Vaccine_drive = Vaccine_drive.drop([‘State’,’Citizens’], axis = 1)
Vaccine_drive.head()
Let us drop the null values for the column Total_Doses.
Vaccine_drive= Vaccine_drive.dropna()
Vaccine_drive.isna().sum()
Vaccine_drive[‘Total_Doses’].max()
Vaccine_drive=Vaccine_drive[Vaccine_drive.Total_Doses != 513228400]
Vaccine_drive.max()
Vaccine_drive.tail()
sns.set(rc={‘figure.figsize’:(10,8)})
sns.lineplot(x=’Date’, y=’Total_Doses’, data=Vaccine_drive)
plt.show()
Clearly, the above graph is negatively correlated with the previous graph for Active cases in 2021 except for the initial few months.

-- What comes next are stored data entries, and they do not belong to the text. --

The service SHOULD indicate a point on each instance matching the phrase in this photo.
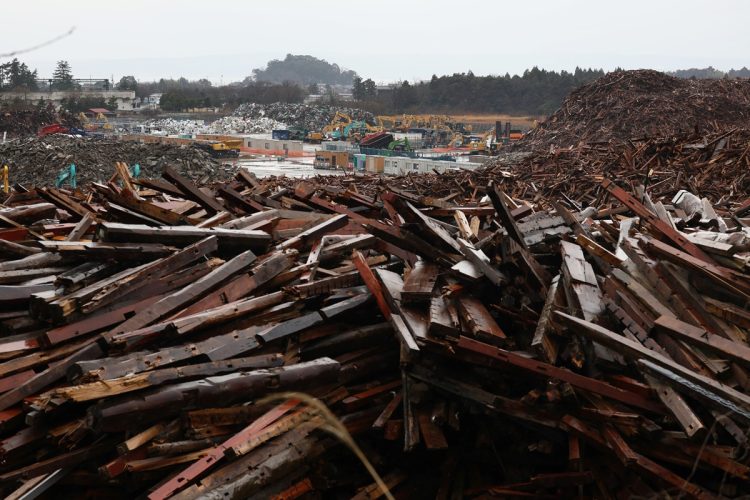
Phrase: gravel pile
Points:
(224, 125)
(305, 116)
(36, 161)
(624, 105)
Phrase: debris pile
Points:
(716, 164)
(623, 105)
(28, 120)
(476, 343)
(223, 125)
(37, 161)
(304, 116)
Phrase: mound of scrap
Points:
(27, 120)
(304, 116)
(625, 105)
(37, 161)
(162, 339)
(716, 164)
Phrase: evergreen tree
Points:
(63, 76)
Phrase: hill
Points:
(304, 70)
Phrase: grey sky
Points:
(382, 39)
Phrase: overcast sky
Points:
(386, 40)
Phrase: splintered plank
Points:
(479, 321)
(187, 295)
(147, 209)
(505, 215)
(184, 235)
(98, 250)
(698, 385)
(582, 287)
(419, 286)
(542, 342)
(659, 225)
(444, 320)
(433, 436)
(703, 339)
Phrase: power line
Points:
(43, 44)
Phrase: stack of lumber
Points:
(161, 339)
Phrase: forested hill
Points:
(303, 70)
(535, 92)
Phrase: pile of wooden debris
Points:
(477, 344)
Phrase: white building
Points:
(124, 99)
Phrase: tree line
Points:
(535, 92)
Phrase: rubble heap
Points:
(37, 161)
(304, 116)
(223, 125)
(27, 121)
(716, 164)
(634, 104)
(476, 343)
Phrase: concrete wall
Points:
(397, 165)
(125, 98)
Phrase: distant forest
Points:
(536, 92)
(303, 70)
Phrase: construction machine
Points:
(314, 137)
(400, 145)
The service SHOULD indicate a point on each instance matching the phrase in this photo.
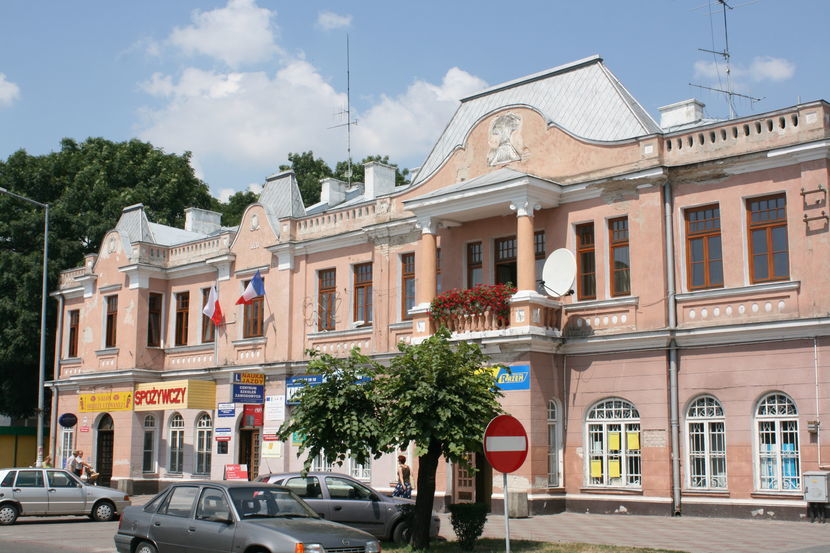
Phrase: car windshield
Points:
(268, 502)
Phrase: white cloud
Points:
(9, 92)
(239, 33)
(330, 20)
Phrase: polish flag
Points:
(212, 310)
(255, 288)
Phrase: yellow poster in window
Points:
(614, 468)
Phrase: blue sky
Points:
(241, 83)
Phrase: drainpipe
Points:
(672, 314)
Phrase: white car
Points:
(46, 492)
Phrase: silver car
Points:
(341, 498)
(39, 492)
(213, 517)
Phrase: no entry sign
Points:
(505, 443)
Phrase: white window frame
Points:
(606, 417)
(706, 426)
(776, 416)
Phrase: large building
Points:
(688, 372)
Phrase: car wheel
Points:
(145, 547)
(103, 511)
(8, 514)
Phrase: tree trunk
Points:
(427, 467)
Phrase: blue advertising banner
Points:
(248, 393)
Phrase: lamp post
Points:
(42, 362)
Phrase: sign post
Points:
(505, 446)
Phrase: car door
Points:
(66, 494)
(354, 504)
(171, 522)
(212, 528)
(30, 491)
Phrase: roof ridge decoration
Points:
(583, 98)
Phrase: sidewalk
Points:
(690, 534)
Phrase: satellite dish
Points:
(559, 272)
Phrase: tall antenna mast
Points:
(729, 93)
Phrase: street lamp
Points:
(42, 363)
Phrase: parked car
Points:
(341, 498)
(43, 492)
(208, 517)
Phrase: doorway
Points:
(103, 451)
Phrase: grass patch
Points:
(487, 545)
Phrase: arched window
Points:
(776, 421)
(553, 444)
(204, 435)
(176, 443)
(614, 444)
(707, 444)
(148, 460)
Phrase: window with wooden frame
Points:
(182, 317)
(111, 321)
(253, 315)
(505, 260)
(326, 299)
(363, 293)
(704, 260)
(154, 320)
(475, 270)
(586, 264)
(407, 284)
(208, 328)
(74, 318)
(769, 258)
(620, 258)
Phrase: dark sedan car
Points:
(343, 499)
(213, 517)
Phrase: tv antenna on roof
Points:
(348, 113)
(728, 92)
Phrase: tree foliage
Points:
(434, 394)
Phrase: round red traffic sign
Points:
(505, 443)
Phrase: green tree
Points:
(434, 394)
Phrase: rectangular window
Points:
(768, 250)
(111, 321)
(505, 260)
(326, 299)
(154, 320)
(704, 261)
(407, 284)
(620, 263)
(208, 328)
(475, 271)
(363, 293)
(586, 267)
(252, 315)
(74, 318)
(182, 317)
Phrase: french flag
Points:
(255, 288)
(212, 310)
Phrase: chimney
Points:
(202, 220)
(380, 179)
(332, 191)
(681, 113)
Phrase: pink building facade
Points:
(688, 371)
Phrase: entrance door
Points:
(103, 454)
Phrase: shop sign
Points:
(176, 394)
(111, 401)
(293, 384)
(256, 379)
(226, 410)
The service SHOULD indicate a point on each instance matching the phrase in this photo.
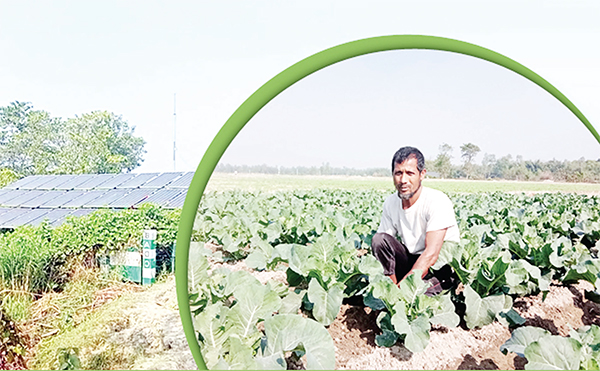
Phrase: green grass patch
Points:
(86, 340)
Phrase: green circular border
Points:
(281, 82)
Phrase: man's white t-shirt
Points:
(432, 211)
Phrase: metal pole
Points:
(149, 252)
(174, 131)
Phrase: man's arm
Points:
(433, 245)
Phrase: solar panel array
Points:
(36, 198)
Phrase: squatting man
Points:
(416, 223)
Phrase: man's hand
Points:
(433, 245)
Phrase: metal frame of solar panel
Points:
(94, 182)
(162, 180)
(58, 180)
(75, 182)
(10, 194)
(138, 180)
(38, 201)
(178, 200)
(60, 200)
(25, 218)
(23, 198)
(132, 198)
(85, 197)
(12, 214)
(54, 197)
(53, 216)
(116, 181)
(38, 182)
(104, 200)
(182, 182)
(162, 197)
(24, 181)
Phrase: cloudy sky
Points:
(70, 58)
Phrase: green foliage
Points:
(511, 245)
(12, 347)
(36, 259)
(230, 305)
(33, 142)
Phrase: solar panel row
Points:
(54, 197)
(104, 181)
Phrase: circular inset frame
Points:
(281, 82)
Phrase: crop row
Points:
(511, 245)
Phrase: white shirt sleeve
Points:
(441, 215)
(386, 225)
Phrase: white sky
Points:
(70, 58)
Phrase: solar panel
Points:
(162, 180)
(41, 199)
(138, 180)
(95, 181)
(56, 181)
(116, 181)
(52, 216)
(81, 212)
(10, 194)
(178, 200)
(55, 197)
(22, 198)
(10, 215)
(74, 182)
(21, 182)
(5, 209)
(182, 182)
(60, 200)
(84, 198)
(162, 196)
(132, 198)
(6, 193)
(106, 198)
(25, 218)
(38, 181)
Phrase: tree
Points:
(99, 142)
(442, 163)
(29, 139)
(468, 153)
(33, 142)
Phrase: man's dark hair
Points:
(405, 153)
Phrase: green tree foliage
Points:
(99, 142)
(443, 162)
(29, 139)
(33, 142)
(468, 153)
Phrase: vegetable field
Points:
(513, 246)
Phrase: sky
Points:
(132, 58)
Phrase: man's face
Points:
(407, 178)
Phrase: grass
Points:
(268, 182)
(88, 342)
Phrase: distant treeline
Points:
(586, 171)
(324, 169)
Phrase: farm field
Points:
(268, 182)
(527, 272)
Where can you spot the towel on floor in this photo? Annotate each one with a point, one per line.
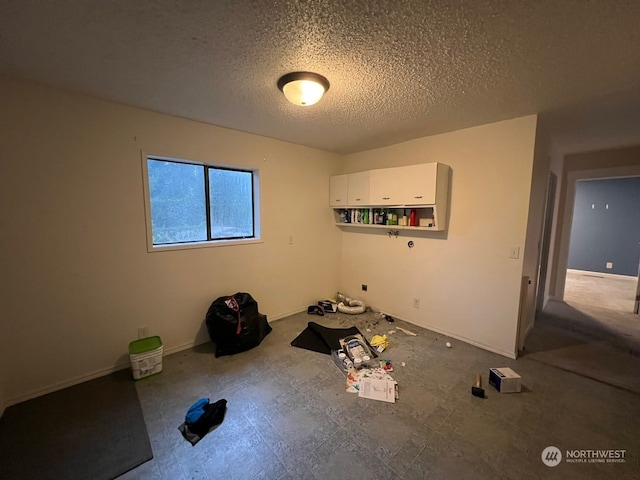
(213, 416)
(324, 339)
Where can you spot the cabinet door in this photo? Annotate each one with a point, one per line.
(419, 184)
(338, 191)
(358, 189)
(386, 187)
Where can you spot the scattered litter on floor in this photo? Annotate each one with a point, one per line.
(505, 380)
(379, 342)
(386, 365)
(350, 305)
(378, 389)
(408, 332)
(373, 383)
(477, 390)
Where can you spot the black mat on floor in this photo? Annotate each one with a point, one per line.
(324, 339)
(94, 430)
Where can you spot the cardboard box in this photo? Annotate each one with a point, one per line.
(505, 380)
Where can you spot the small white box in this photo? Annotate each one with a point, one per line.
(505, 380)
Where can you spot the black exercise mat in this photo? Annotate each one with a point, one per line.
(324, 339)
(94, 430)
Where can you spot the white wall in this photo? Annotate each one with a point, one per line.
(77, 279)
(468, 286)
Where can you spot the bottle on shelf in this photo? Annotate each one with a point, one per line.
(413, 218)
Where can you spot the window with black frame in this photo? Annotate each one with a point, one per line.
(192, 203)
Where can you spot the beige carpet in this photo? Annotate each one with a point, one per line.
(593, 333)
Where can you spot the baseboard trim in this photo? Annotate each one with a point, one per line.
(120, 366)
(589, 273)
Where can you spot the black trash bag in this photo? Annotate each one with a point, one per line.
(235, 324)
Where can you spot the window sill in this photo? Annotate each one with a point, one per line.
(190, 246)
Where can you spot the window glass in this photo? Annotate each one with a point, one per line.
(231, 203)
(195, 203)
(178, 209)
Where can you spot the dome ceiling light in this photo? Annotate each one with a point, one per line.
(303, 88)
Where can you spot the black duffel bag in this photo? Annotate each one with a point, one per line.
(235, 324)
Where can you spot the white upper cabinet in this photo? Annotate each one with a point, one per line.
(418, 183)
(338, 191)
(358, 189)
(423, 188)
(386, 187)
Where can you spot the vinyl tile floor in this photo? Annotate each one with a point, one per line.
(290, 417)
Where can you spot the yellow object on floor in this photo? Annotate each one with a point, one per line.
(379, 342)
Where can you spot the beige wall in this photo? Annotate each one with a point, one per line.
(77, 279)
(467, 285)
(531, 258)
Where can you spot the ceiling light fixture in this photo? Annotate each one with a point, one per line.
(303, 88)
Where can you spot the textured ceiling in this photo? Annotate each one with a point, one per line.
(398, 69)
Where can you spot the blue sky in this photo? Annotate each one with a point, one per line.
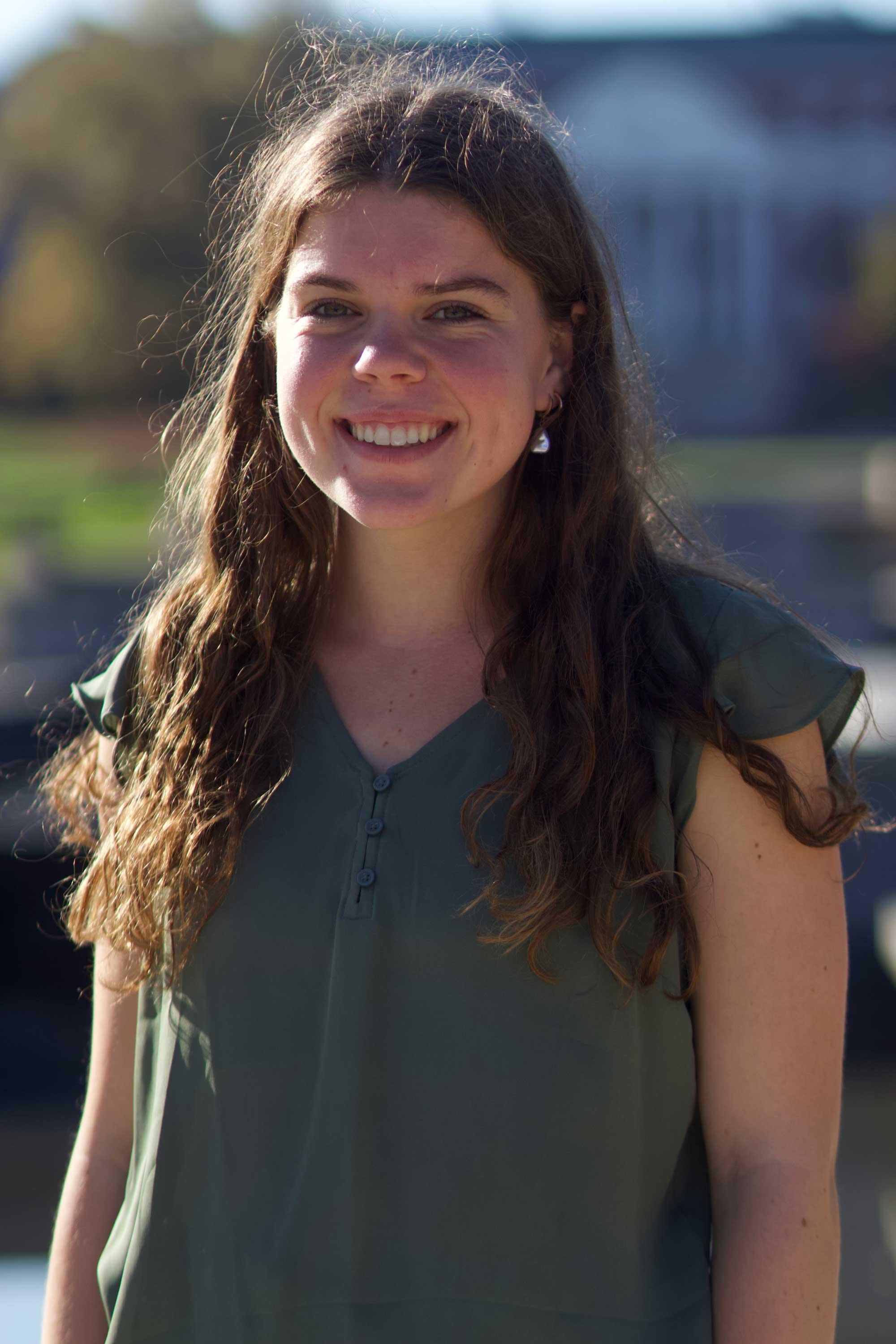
(26, 29)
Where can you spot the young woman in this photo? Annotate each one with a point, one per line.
(469, 834)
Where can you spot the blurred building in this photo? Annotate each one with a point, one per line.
(750, 183)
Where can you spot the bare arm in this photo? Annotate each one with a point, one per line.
(769, 1021)
(95, 1185)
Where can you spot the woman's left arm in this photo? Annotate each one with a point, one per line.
(769, 1018)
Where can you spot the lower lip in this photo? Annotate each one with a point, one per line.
(388, 453)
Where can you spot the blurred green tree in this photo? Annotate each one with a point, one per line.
(108, 148)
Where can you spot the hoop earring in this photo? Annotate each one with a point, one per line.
(542, 441)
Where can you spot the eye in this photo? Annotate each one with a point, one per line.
(468, 314)
(315, 311)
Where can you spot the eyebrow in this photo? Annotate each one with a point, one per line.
(481, 284)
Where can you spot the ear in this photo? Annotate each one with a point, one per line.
(556, 378)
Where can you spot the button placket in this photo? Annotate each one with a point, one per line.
(374, 827)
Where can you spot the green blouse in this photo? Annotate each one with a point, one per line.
(354, 1123)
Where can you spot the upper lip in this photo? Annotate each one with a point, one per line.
(396, 418)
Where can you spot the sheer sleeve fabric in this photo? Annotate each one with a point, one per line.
(771, 675)
(105, 699)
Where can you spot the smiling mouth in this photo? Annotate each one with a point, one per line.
(397, 436)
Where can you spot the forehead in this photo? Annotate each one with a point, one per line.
(404, 236)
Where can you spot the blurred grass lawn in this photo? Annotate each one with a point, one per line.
(89, 490)
(86, 492)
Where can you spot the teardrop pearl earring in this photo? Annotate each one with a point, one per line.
(542, 443)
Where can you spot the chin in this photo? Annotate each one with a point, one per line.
(392, 507)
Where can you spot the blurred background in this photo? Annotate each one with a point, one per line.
(743, 160)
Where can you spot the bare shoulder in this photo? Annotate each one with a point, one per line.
(770, 1003)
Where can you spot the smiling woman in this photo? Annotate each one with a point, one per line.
(439, 650)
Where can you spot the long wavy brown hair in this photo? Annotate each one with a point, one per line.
(585, 558)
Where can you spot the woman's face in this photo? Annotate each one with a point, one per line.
(400, 318)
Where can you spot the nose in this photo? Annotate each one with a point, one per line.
(389, 354)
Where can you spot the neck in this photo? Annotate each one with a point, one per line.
(410, 588)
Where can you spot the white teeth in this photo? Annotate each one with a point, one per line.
(397, 436)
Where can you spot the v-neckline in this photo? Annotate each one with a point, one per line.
(354, 753)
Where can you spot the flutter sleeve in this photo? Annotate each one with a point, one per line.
(105, 699)
(771, 675)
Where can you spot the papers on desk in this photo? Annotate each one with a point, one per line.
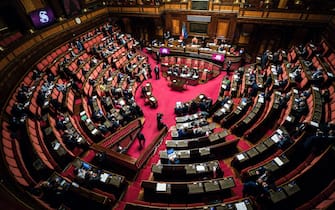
(103, 177)
(240, 156)
(161, 187)
(241, 206)
(291, 75)
(261, 99)
(315, 124)
(200, 168)
(275, 138)
(279, 131)
(95, 131)
(278, 161)
(315, 88)
(56, 146)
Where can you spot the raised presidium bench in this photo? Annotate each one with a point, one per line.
(149, 99)
(178, 84)
(191, 117)
(176, 192)
(178, 172)
(198, 154)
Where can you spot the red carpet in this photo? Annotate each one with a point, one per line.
(166, 102)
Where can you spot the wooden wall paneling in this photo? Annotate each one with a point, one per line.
(222, 28)
(31, 5)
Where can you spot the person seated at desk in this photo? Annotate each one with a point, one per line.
(172, 157)
(259, 188)
(195, 41)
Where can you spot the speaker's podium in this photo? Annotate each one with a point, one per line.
(178, 84)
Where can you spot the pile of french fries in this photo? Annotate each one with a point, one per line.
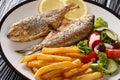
(62, 63)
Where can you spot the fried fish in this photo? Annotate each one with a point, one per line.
(68, 35)
(37, 26)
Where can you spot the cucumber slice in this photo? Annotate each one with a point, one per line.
(112, 67)
(111, 35)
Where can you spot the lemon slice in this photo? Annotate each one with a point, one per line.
(78, 12)
(48, 5)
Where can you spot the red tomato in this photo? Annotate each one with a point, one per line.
(94, 39)
(90, 57)
(113, 53)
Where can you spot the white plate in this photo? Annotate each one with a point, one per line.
(26, 10)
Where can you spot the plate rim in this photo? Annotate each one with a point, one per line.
(28, 1)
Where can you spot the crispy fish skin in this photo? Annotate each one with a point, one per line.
(76, 31)
(37, 26)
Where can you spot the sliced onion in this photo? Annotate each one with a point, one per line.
(101, 28)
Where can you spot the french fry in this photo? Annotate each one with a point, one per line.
(89, 70)
(51, 74)
(77, 64)
(53, 57)
(73, 55)
(75, 71)
(34, 69)
(38, 63)
(90, 76)
(29, 58)
(57, 78)
(71, 49)
(53, 66)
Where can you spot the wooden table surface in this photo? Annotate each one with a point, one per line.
(6, 73)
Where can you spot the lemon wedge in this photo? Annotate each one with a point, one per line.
(48, 5)
(77, 12)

Now we will see which state is flattening the curve over months:
plt.figure(figsize=(12,8), dpi=80)
plt.plot(KL[‘Date’], KL[‘Active_cases’])
plt.plot(MH[‘Date’], MH[‘Active_cases’])
plt.plot(Delhi[‘Date’], Delhi[‘Active_cases’])
plt.plot(KR[‘Date’], KR[‘Active_cases’])
plt.plot(TN[‘Date’], TN[‘Active_cases’])
plt.plot(UP[‘Date’], UP[‘Active_cases’])
plt.plot(AP[‘Date’], AP[‘Active_cases’])
plt.plot(Odisha[‘Date’], Odisha[‘Active_cases’])
plt.legend([‘Kerala’, ‘Maharashtra’, ‘Delhi’, ‘Karnataka’, ‘Tamil Nadu’, ‘UP’, ‘WB’, ‘AP’,’Chhatisgarh’,’Odisha’], loc=’upper left’)
plt.xlabel(‘Date’, size=12)
plt.ylabel(‘Active Cases Count’, size=12)
plt.title(‘Which states are flattening the curve ?’, size = 16)
plt.show()
We saw that finally, all states are flattening the curve over time.
1. We saw in the above analysis of COVID-19 that initially more and more cases were coming every day, however, a long lockdown in the year 2020 helped contain the disease to some extent.
2. With the coming of a new variant in the second wave, there was again an upsurge for a few months in the total cases per day.
3. Finally with the vaccination drive and more people getting vaccinated the active cases started coming down Aug onward in the year 2021.